Beamte: An official within the meaning of the criminal code shall include all persons in the service of the Reich or in the direct or indirect service of a land, whether for life, for a period of time, or only temporarily without distinction as to whether they have or have not taken oaths of office, and likewise shall include notaries but not advocates and attorneys.

There is another factor in the record which creates a doubt that the offense committed by the appellant involves moral turpitude. Exhibit 1, which purports to be an extract of the record of the appellant's conviction in case No. 8252 before a summary military court on March 28, 1947, charges the appellant as follows: "* * * did * * * take part in a public riotous gathering and use force and threats against a German policeman in the lawful exercise of his office, to wit: On 18 March 1947." It states on its face that this record is located at "HICOG, Augsburg, Germany."

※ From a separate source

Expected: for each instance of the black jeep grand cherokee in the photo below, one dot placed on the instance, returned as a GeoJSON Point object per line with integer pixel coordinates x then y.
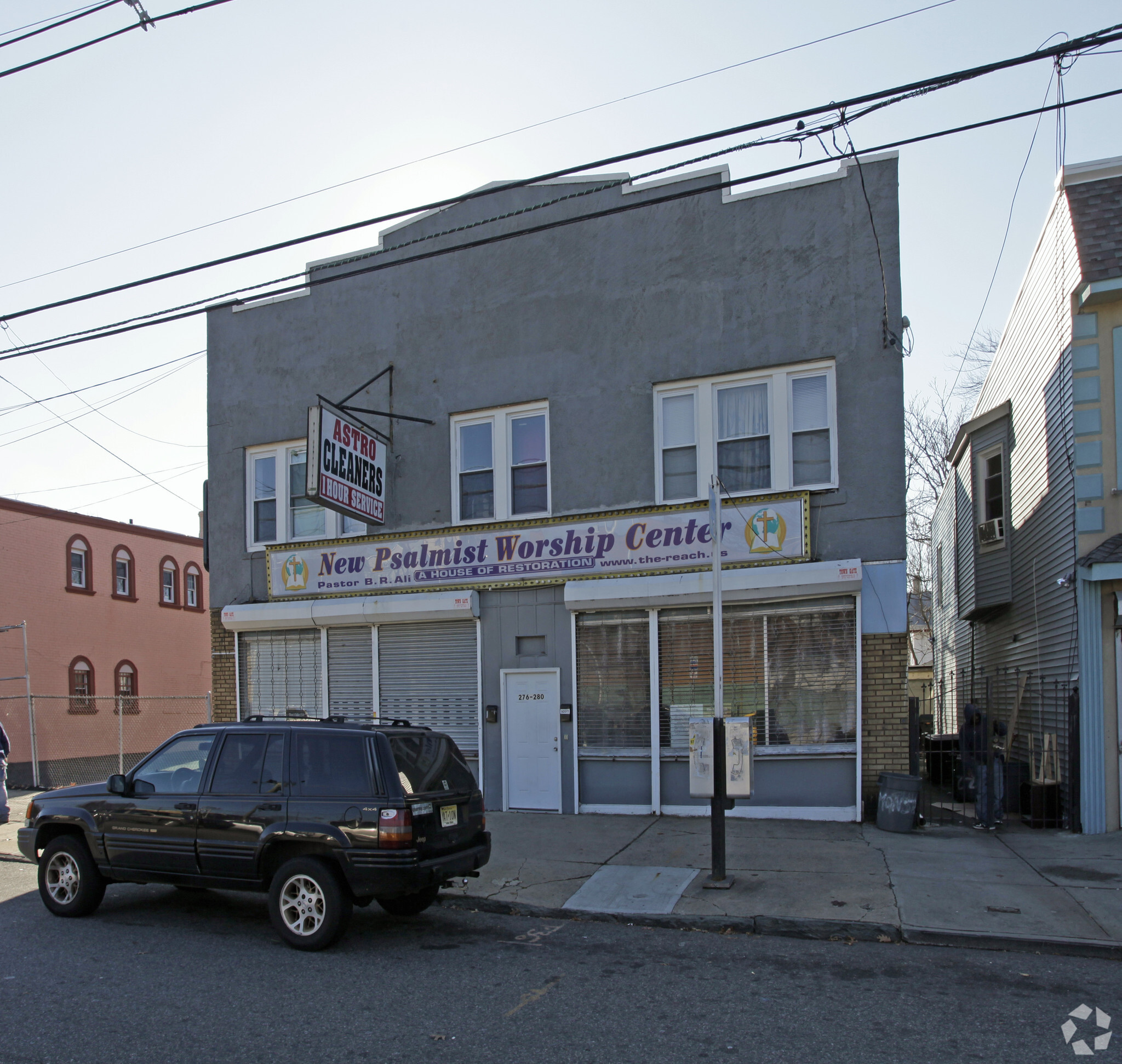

We have been informed that exhibit 2, a document in the German language with the title of "Bestatigung," amounts to a certificate in the nature of a police record issued and executed by a German civil official of the city of Augsburg, which among other things reflects in the German language a copy of a complaint lodged against the subject of the certificate for which he was tried and convicted in the ordinary military court at Augsburg on March 28, 1947. It has been brought to our attention that the German word "Beschimpfung," found in that portion of the certificate which refers to the offense under consideration, does not connote, nor can it be translated as referring to the use of any force or the threat of the use of any force. The English equivalent, according to the translation attached, is "insulting." Another equivalent, we have been informed, is "using improper language" or "having a verbal exchange in a loud voice."

It is apparent from the foregoing that there is a conflict between the charges set forth in exhibits 1 and 2. Exhibit 2 supports the appellant's version of the incident as brought out by his testimony before the board of special inquiry ( supra). Exhibit 1 is silent as to the nature and character of the "force and threats" employed by the appellant against the police officer. The descriptive portion of exhibit 2 charges that appellant merely engaged in a "verbal exchange" or "insulted a German policeman exercising his duty." There is no showing that force or violence accompanied the verbal exchange. The rationale, therefore, is that section 115 of the German Penal Code, like the related section 113, is broad enough to encompass a passive resistance as well as one accompanied by force and violence.

There is no offense under section 115 of the German Criminal Code ( supra), unless an act set forth in either section 113 or 114 of the code is committed during the public demonstration. The description of the offense, both in exhibits 1 and 2, reflects that only section 113 is applicable here. We find on the record before us that a conviction under section 115 of the German Penal Code may be obtained notwithstanding the fact that the accused did not know that the person assaulted was a police officer. We also find that section 115 is broad enough to encompass acts which do involve moral turpitude as well as those which do not. Since the minimum requirement must serve as the test ( Mylius v. Uhl, 210 Fed. 860), we conclude that on this record the appellant has not been convicted of a crime involving moral turpitude. The criminal ground for exclusion is not sustained.

The Acting Assistant Commissioner, in addition to the criminal ground of inadmissibility against the principal appellant, also finds the appellants inadmissible because not in possession of unexpired immigration visas. The visas were valid at the time the appellants applied for admission to the United States. Accordingly, the documentary grounds of inadmissibility are not sustained.

Order: It is ordered that the appeal be sustained.